To address GPU memory bottlenecks and high computational overhead in long-video understanding, this paper proposes a single-pass, efficient video understanding framework. The method introduces a fixed-capacity memory network architecture, incorporating a learnable neural sampler for adaptive keyframe compression, end-to-end differentiable token selection, and a lightweight video encoder to construct discriminative, fixed-size memory representations. By performing feature extraction and compression in a single forward pass over the video, the approach drastically reduces both memory consumption and computational cost. Evaluated on the Rest-ADL dataset, it achieves 18–75× faster inference speed while maintaining competitive accuracy in retrieval and question-answering tasks. This work establishes a scalable, real-time paradigm for long-video understanding—enabling efficient processing without sacrificing semantic fidelity or downstream performance.

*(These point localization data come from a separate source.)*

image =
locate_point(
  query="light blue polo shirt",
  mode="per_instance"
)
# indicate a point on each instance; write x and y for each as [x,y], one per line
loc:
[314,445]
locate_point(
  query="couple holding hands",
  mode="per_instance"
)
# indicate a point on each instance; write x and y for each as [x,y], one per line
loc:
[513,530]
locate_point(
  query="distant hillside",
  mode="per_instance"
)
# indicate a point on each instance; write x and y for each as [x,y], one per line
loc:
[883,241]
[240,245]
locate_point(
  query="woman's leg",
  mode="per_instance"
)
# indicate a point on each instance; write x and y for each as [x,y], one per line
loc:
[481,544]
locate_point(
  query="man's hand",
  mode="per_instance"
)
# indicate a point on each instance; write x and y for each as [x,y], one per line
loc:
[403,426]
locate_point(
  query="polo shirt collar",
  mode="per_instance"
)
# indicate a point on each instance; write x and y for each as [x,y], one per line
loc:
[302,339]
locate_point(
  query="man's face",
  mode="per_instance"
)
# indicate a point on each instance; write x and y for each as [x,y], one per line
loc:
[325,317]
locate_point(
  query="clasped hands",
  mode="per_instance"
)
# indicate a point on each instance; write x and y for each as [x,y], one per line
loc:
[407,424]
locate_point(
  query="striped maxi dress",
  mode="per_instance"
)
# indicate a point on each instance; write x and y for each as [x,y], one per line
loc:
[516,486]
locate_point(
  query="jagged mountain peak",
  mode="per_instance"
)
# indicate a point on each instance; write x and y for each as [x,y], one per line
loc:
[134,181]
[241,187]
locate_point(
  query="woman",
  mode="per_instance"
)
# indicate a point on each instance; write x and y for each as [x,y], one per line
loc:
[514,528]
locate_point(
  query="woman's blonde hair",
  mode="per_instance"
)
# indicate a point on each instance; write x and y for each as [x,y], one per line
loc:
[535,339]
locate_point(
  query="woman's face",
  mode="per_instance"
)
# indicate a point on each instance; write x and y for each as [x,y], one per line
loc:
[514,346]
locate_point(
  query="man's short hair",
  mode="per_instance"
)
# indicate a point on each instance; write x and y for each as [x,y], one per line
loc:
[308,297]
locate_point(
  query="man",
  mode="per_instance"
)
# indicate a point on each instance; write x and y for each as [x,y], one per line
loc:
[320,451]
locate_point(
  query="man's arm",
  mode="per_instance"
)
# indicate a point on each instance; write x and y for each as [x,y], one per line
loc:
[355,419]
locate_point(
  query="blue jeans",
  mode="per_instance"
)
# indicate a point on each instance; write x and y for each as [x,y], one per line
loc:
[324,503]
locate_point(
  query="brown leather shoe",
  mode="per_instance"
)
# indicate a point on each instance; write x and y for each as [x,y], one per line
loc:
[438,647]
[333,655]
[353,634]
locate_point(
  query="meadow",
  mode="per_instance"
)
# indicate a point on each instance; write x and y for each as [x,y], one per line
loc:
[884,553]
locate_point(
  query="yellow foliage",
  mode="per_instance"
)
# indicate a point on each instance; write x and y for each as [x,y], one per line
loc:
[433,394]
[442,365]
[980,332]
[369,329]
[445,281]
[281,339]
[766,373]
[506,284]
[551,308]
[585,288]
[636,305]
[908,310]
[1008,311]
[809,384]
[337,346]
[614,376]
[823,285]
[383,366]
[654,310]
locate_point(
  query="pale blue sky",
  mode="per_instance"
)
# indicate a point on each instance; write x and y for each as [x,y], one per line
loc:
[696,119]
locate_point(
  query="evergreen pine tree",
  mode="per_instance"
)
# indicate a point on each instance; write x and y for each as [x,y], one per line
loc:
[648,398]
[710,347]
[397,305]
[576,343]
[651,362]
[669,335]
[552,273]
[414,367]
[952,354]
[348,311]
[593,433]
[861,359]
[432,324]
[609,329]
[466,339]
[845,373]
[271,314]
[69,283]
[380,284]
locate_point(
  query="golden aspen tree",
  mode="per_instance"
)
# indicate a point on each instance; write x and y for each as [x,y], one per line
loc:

Long-form video understanding is essential for various applications such as video retrieval, summarizing, and question answering. Yet, traditional approaches demand substantial computing power and are often bottlenecked by GPU memory. To tackle this issue, we present Long-Video Memory Network, Long-VMNet, a novel video understanding method that employs a fixed-size memory representation to store discriminative patches sampled from the input video. Long-VMNet achieves improved efficiency by leveraging a neural sampler that identifies discriminative tokens. Additionally, Long-VMNet only needs one scan through the video, greatly boosting efficiency. Our results on the Rest-ADL dataset demonstrate an 18x -- 75x improvement in inference times for long-form video retrieval and answering questions, with a competitive predictive performance.